**Assignment 1 - Theory**

1. **Can we use Bagging for regression problems?**  
   Yes, Bagging can be used for regression problems. A common example is the **Bagging Regressor**, which aggregates predictions from multiple base regressors (e.g., Decision Trees) and averages their outputs to improve stability and accuracy.  

2. **What is the difference between multiple model training and single model training?**  
   - **Single Model Training**: A single model learns from the data and makes predictions independently. It can be prone to overfitting or underfitting.  
   - **Multiple Model Training (Ensemble Learning)**: Multiple models are trained on the data and their predictions are combined (e.g., averaging, voting) to improve performance, robustness, and generalization.  

3. **Explain the concept of feature randomness in Random Forest.**  
   In Random Forest, feature randomness refers to selecting a **random subset of features** at each split in a decision tree. This introduces diversity in the trees and helps reduce overfitting while improving generalization.  

4. **What is OOB (Out-of-Bag) Score?**  
   OOB Score is a performance estimate calculated using the samples that were **not included in the bootstrap sample** for training each tree in a Bagging model. It provides an unbiased measure of model accuracy.  

5. **How can you measure the importance of features in a Random Forest model?**  
   Feature importance can be measured using:  
   1. **Mean Decrease in Impurity (Gini Importance)** – How much a feature reduces impurity across all splits.  
   2. **Permutation Importance** – The decrease in model performance when a feature’s values are randomly shuffled.  

6. **Explain the working principle of a Bagging Classifier.**  
   A Bagging Classifier works as follows:  
   1. Create multiple subsets of the training data using **bootstrap sampling**.  
   2. Train a separate model (e.g., Decision Tree) on each subset.  
   3. Aggregate predictions using **majority voting** (for classification).  

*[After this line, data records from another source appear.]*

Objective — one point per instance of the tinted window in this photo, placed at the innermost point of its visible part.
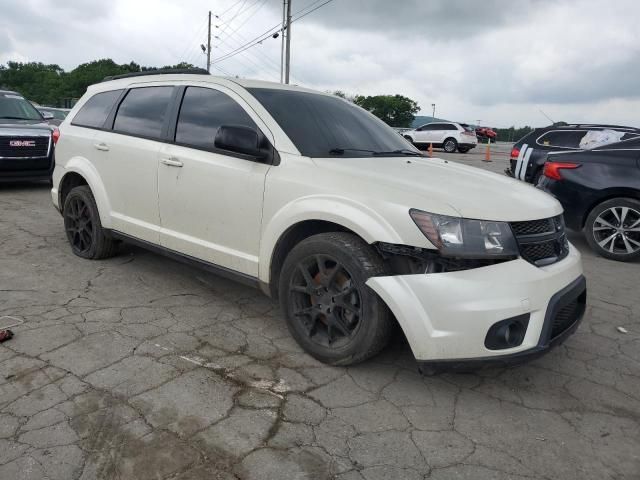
(15, 107)
(143, 110)
(202, 112)
(96, 110)
(317, 124)
(556, 138)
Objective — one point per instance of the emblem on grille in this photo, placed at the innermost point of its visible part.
(22, 143)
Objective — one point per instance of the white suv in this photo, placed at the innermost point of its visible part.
(325, 207)
(449, 136)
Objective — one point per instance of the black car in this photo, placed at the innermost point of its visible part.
(26, 140)
(529, 153)
(600, 192)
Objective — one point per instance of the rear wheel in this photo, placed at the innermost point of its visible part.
(613, 229)
(329, 310)
(450, 145)
(82, 224)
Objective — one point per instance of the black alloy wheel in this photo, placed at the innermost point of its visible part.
(329, 309)
(326, 300)
(79, 225)
(83, 227)
(450, 145)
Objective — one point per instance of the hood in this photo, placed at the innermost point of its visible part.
(430, 183)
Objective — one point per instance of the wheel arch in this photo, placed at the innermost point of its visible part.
(606, 195)
(79, 171)
(310, 216)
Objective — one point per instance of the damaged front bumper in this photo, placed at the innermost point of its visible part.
(447, 317)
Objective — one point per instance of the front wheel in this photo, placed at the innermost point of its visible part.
(612, 229)
(329, 310)
(450, 145)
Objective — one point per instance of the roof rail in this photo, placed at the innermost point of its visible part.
(160, 71)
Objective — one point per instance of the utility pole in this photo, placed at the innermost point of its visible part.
(282, 39)
(209, 45)
(287, 65)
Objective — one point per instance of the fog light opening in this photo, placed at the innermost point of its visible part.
(507, 333)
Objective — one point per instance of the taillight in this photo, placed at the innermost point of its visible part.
(552, 169)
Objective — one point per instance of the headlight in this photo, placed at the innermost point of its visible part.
(463, 237)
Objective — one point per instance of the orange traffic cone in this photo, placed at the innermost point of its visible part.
(487, 154)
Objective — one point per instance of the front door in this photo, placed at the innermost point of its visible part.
(211, 200)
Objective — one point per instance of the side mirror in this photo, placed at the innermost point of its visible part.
(244, 140)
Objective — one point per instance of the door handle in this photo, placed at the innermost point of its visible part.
(101, 146)
(172, 162)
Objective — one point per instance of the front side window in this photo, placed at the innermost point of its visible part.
(142, 112)
(202, 112)
(323, 125)
(559, 138)
(95, 111)
(16, 107)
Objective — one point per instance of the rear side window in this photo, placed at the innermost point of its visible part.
(203, 111)
(558, 138)
(143, 111)
(95, 111)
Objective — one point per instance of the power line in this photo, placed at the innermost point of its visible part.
(269, 33)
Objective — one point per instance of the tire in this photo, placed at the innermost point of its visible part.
(612, 229)
(450, 145)
(83, 228)
(329, 310)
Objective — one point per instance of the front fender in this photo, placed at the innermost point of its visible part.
(357, 217)
(85, 168)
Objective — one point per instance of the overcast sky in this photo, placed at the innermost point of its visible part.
(497, 61)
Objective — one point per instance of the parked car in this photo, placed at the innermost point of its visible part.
(486, 133)
(600, 192)
(326, 208)
(529, 153)
(53, 116)
(26, 140)
(449, 136)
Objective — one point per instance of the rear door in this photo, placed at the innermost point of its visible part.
(130, 172)
(211, 200)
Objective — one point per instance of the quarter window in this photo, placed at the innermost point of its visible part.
(203, 111)
(95, 111)
(142, 112)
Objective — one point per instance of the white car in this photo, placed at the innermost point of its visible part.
(449, 136)
(324, 207)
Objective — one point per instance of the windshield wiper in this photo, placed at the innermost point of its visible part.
(342, 151)
(403, 151)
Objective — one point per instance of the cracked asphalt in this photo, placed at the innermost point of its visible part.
(139, 367)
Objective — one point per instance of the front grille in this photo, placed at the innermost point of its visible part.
(533, 227)
(541, 242)
(24, 147)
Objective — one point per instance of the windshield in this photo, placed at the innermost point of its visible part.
(325, 126)
(15, 107)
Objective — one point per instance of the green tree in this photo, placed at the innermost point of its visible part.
(36, 81)
(395, 110)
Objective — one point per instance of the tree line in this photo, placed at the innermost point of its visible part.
(49, 84)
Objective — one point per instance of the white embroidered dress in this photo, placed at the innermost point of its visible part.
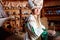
(38, 30)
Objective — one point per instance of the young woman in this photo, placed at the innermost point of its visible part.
(34, 24)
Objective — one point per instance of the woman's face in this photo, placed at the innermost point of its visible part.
(36, 11)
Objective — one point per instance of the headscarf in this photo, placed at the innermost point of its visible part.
(35, 3)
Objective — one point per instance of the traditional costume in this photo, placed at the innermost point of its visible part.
(34, 24)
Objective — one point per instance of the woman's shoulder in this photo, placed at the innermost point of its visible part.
(31, 17)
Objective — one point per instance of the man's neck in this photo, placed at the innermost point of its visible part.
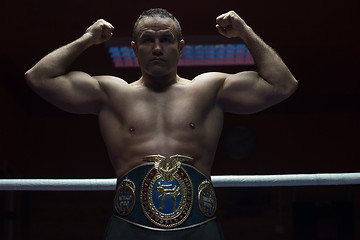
(160, 83)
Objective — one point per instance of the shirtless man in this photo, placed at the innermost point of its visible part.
(174, 120)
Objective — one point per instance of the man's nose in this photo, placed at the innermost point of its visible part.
(157, 49)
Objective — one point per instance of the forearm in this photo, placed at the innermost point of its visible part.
(57, 62)
(269, 64)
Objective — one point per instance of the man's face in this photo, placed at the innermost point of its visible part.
(157, 47)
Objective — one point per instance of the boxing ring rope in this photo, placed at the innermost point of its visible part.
(109, 184)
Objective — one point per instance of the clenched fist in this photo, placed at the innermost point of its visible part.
(230, 25)
(100, 31)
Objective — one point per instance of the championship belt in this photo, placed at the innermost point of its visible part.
(165, 194)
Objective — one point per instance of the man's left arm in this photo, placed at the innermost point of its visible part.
(249, 92)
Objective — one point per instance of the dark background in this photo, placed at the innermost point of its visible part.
(314, 131)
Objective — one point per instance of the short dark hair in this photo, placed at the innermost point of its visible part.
(157, 12)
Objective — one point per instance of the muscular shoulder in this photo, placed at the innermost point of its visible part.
(211, 81)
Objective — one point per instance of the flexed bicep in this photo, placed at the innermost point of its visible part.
(247, 92)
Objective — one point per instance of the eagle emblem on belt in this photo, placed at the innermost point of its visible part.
(167, 192)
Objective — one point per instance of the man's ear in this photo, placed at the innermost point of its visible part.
(181, 46)
(134, 47)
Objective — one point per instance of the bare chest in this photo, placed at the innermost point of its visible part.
(164, 112)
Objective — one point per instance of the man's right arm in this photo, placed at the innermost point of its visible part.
(75, 92)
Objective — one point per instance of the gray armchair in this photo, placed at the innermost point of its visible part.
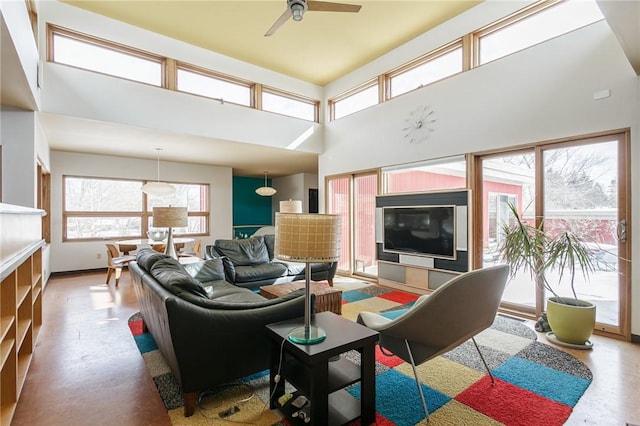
(437, 323)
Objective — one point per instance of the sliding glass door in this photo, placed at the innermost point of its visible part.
(353, 197)
(582, 185)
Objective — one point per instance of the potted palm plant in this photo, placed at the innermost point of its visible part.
(529, 248)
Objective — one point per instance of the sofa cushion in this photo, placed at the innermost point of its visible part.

7. **How do you evaluate a Bagging Classifier's performance?**  
   A Bagging Classifier's performance can be evaluated using:  
   - **Accuracy** (for classification)  
   - **Confusion Matrix, Precision, Recall, F1-score**  
   - **ROC-AUC Score** (for binary classification)  
   - **Cross-validation** to ensure robustness  

8. **How does a Bagging Regressor work?**  
   A Bagging Regressor works by:  
   1. Generating multiple bootstrap samples from the dataset.  
   2. Training individual regressors (e.g., Decision Trees) on each subset.  
   3. Averaging the predictions from all regressors to reduce variance and improve accuracy.  

9. **What is the main advantage of ensemble techniques?**  
   Ensemble techniques improve **accuracy, stability, and robustness** by combining multiple models, reducing overfitting and variance.  

10. **What is the main challenge of ensemble methods?**  
    The main challenges include:  
    - **Computational cost** (training multiple models)  
    - **Complexity** (harder to interpret than single models)  
    - **Risk of overfitting** if not tuned properly  

11. **Explain the key idea behind ensemble techniques.**  
    The key idea is to combine multiple weak models to create a **stronger model** that performs better than any individual model alone.  

12. **What is a Random Forest Classifier?**  
    A **Random Forest Classifier** is an ensemble method that builds multiple Decision Trees and aggregates their predictions using **majority voting**. It introduces randomness in feature selection and bootstrap sampling to improve generalization.  

13. **What are the main types of ensemble techniques?**  
    1. **Bagging** – Reduces variance (e.g., Random Forest).  
    2. **Boosting** – Reduces bias (e.g., AdaBoost, XGBoost).  
    3. **Stacking** – Combines multiple models using a meta-learner.  
    4. **Voting/Averaging** – Combines predictions from multiple models.  

14. **What is ensemble learning in machine learning?**  
    Ensemble learning is a technique where multiple models are combined to improve overall accuracy, reduce overfitting, and enhance robustness.  

15. **When should we avoid using ensemble methods?**  
    - When interpretability is critical (e.g., medical applications).  
    - When a single simple model performs well enough.  
    - When computational resources are limited.  

16. **How does Bagging help in reducing overfitting?**  
    Bagging reduces overfitting by training multiple models on different random subsets of data and averaging their predictions, which reduces variance.  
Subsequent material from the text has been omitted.